Where do I begin? Such contrivance can hardly be reconciled with reality outside of human conventions of speech..."begin". But, yes, flowers bloom and storms come and pass. Patterns are made manifest in the sky, as if by means of a calligrapher's brush. The ink? Water, earth, fire, air, mixed indeed, but no container is to be seen anywhere. The paper? Again, none to be known. What we call "paper" is also that composite ink. Self? From where? some would say ink needs paper if there are to be patterns. the ink of a scholar indeed requires paper. But not this ink; not this calligrapher. Even this four-fold division I mentioned is a contrivance. Ah, but wonders never cease, and poems are written ever anew.
And so, we find ourselves in the midst of these poems, expressing all manner of sentiments: joy, awe, grief and all the wile we see all things written in three-versed stanzas of a short and spark-like nature; that is to say, each moment is one such stanza.
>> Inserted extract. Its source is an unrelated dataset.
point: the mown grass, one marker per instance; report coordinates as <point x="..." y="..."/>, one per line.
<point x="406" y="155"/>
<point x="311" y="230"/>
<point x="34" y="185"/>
And I thus return to what one may presume to be the "main" thing. "Main"... is anything ever "main" in any story? Conjecture. Convention. What is "main" in a garden, or a house? Shall one rate the earth as "main" and plants "second"? folly. plants "main" and ground "second"? Madness. And from among plants, again, which "main" and which second? And from among doors, windows and walls and floor and ceiling, who, again , can choose?
Ink... all ink; the Ink of mystery... That mystery which is the sectretless Secret; to man alone the game of weaving secrets is dear. Forests have none and they [secrets] are strange things indeed to come across in the heavens. Everything is but a poem waiting to be read; the mere reason that we have not yet read one stanza yet means not that it is "hidden", rather it means it simply is in its suchness and awaits a reader.
All thing pervaded by this ink, by its water, by its flow; and yet its substance is neither seen nor revealed in any separate, "pure" form. It is form, and form is it. Orchids, sparrows, men, women and mountains alike arise from the calligrapher's hand, but there is no pen. Stranger still, this calligrapher is himself a verse, ink spread across a sheet of flowing vapor. The ink flows by patterns never-changing yet ever new; songs are born from its ondulations, tears flow forth from its curves and lines and dots. And so all things are made one and were one and so will they remain--nameless Wonder and sourceless Fount.
In the midst of this arcane yet ever-evident writing, who can hate and who can love? these also are stanzas; know it, and all dispute and trouble will cease.
Leaves fall into the lake,
Circles across the surface,
Ducks are fed bred.
Theere is no greater Mystery than the above.
"Freedom is there for anyone who can dance through life rather than crawl, walk or run."
The human race will begin solving it's problems on the day that it ceases taking itself so seriously.